We’ve heard it repeatedly. Africa must adapt, be resilient and pivot to seize the opportunities of artificial intelligence and emerging technologies. These mantras circulate widely, steering digital development in directions shaped by external priorities while perpetuating patterns of dispossession of data, minerals, cultural values and autonomy.
A recent article in a Kenyan newspaper illuminated this dynamic. USAID, a major funder of health programs in Kenya, had been collecting and storing sensitive health data from citizens. When the agency exited without warning, it left the Ministry of Health unable to move forward. The data remains inaccessible, still controlled by a foreign agency whose formal role has ended.
This arrangement reflects a longstanding practice of appropriation, where African communities are systematically separated from the very digital resources they need to define their futures and exercise sovereignty over technological infrastructure.
The Adapt-or-Perish Trap
Many African designers and policymakers continue to champion the “adapt or perish” mindset. This framing reduces complex challenges like data exploitation, precarious gig work, context-incompatible AI systems, and failing local startups into manageable slogans. More dangerously, it encourages governments to follow pathways that serve external actors far more than local populations.
The effort to draft AI strategies has become similarly reactive. These documents are often hastily produced, prioritizing growth models that align with profit motives rather than the lived realities of African communities. As these frameworks expand, they obscure deepening social and economic disparities while sidelining the knowledge, labor and creativity of African people.
Digital Colonialism in Action
Across the continent, international tech developers and government agencies are formalizing agreement after agreement. These public announcements promise mutual progress, though the terms remain largely unequal. What we are witnessing resembles the Scramble for Africa, recast in digital form.
It would be transformative to see African governments approach these partnerships from positions of financial strength or at least parity. Imagine negotiations where a dollar matched a dollar, where African stakeholders secured favorable outcomes. That would mark the beginning of shaping digital futures based on equity and strategic vision, rather than concession and dependence.
Africa holds two strategic resources central to the digital age. The first is access to rare minerals crucial for powering devices and networks. The second is a growing, educated youth population whose potential is immense. Mineral wealth in countries like the Democratic Republic of Congo continues to be exploited by firms linked to conflict, while young workers are hired by multinational platforms to provide digital labor under extractive and often exploitative terms.

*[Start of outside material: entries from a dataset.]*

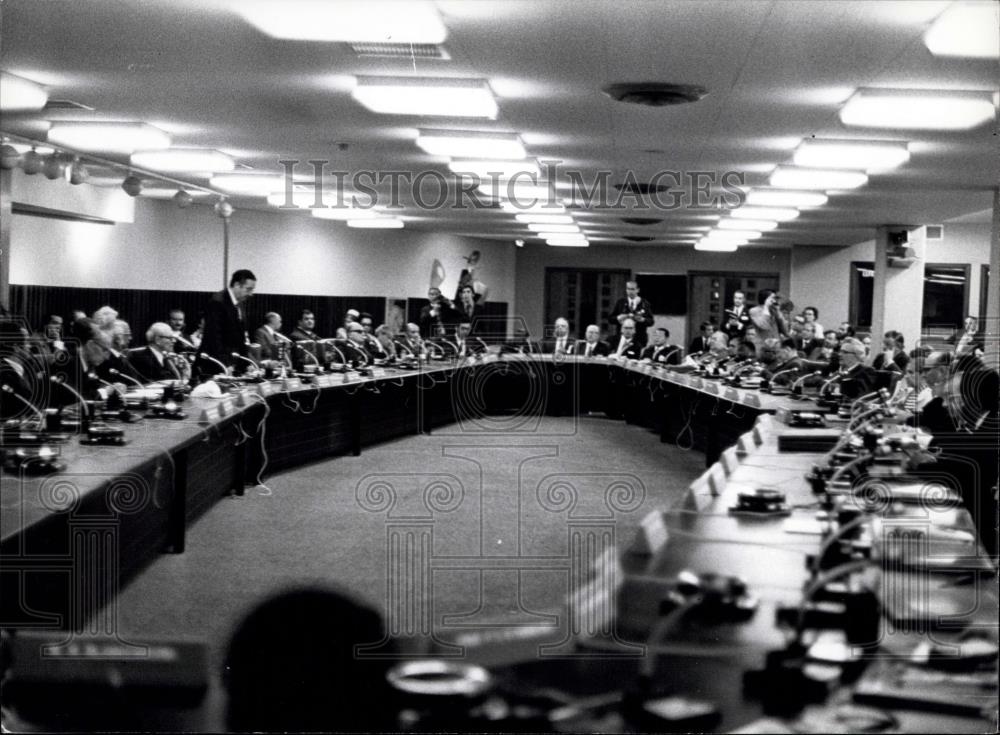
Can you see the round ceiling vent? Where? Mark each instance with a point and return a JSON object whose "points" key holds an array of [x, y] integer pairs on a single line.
{"points": [[655, 94]]}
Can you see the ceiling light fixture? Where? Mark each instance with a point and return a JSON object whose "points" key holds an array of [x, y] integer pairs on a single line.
{"points": [[426, 96], [184, 160], [21, 95], [471, 145], [777, 198], [111, 137], [793, 177], [544, 219], [867, 155], [247, 184], [747, 224], [370, 21], [777, 214], [918, 109], [500, 171], [967, 30], [376, 223]]}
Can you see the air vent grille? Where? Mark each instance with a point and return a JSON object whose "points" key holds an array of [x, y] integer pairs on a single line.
{"points": [[402, 50]]}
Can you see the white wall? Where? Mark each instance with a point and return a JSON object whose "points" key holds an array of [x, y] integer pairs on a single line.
{"points": [[821, 275], [533, 259], [290, 252]]}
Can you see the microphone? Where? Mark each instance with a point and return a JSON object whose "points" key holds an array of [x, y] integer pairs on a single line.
{"points": [[797, 385], [99, 379], [206, 356], [41, 415], [400, 344], [83, 401], [120, 374], [245, 359]]}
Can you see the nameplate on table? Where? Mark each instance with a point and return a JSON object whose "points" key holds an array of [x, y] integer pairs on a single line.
{"points": [[210, 415], [652, 535]]}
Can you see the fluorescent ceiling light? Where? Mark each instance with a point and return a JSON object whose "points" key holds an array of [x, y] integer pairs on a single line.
{"points": [[747, 224], [544, 219], [776, 198], [21, 95], [520, 191], [472, 145], [183, 160], [966, 29], [426, 96], [122, 138], [868, 155], [554, 228], [777, 214], [495, 170], [345, 213], [370, 21], [717, 247], [793, 177], [731, 235], [376, 223], [248, 184], [918, 109]]}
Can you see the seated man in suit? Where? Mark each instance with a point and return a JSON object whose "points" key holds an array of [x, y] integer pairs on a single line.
{"points": [[560, 342], [593, 345], [225, 320], [856, 379], [633, 307], [465, 342], [627, 347], [268, 335], [412, 342], [659, 351], [156, 361], [703, 342]]}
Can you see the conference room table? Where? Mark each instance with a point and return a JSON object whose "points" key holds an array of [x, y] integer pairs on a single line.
{"points": [[71, 539]]}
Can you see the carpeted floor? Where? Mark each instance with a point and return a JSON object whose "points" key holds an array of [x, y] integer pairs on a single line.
{"points": [[503, 503]]}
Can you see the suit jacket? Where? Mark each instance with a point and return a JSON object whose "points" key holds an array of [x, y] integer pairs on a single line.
{"points": [[665, 354], [632, 349], [642, 314], [225, 330], [699, 344], [149, 368], [548, 346], [601, 348]]}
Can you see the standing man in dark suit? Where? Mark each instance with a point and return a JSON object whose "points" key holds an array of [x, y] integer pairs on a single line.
{"points": [[637, 309], [560, 342], [225, 319]]}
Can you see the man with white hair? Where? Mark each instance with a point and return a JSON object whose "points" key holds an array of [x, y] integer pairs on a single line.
{"points": [[155, 361], [560, 343]]}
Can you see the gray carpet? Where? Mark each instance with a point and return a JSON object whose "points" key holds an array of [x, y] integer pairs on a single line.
{"points": [[505, 503]]}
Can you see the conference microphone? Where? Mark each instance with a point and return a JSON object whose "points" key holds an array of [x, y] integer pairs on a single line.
{"points": [[41, 414], [120, 374], [245, 359], [206, 356], [82, 401]]}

Confronting Uncomfortable Questions
As an African expert, ask yourself how fully your work addresses these contradictions. What version of the future are you advancing when the communities most affected by digital shifts remain unrepresented in policy, research and entrepreneurship? As you speak at conferences, contribute to task forces and participate in initiatives driven by global platforms, consider whose agenda your expertise is advancing. When inequality becomes a side note rather than a central concern, your brilliance serves someone else’s design.
Charting a Different Course
There are ways forward, and there are choices to be made. Africa can pursue a different path that begins with acknowledging dependency on external funding, reworking negotiating strategies and redesigning business models. Most critically, it requires confronting the mental frameworks that reinforce external authority and diminish local capacity.
Instead of asking communities that have already absorbed the costs of adaptation to continue bending, leaders must find the will to protect their people and reframe the conversation. Digital futures can be redefined to reflect African aspirations, local realities and a commitment to justice that cannot be outsourced or postponed.
The question remains whether Africa will shape the digital age on its own terms or continue adapting to someone else’s vision.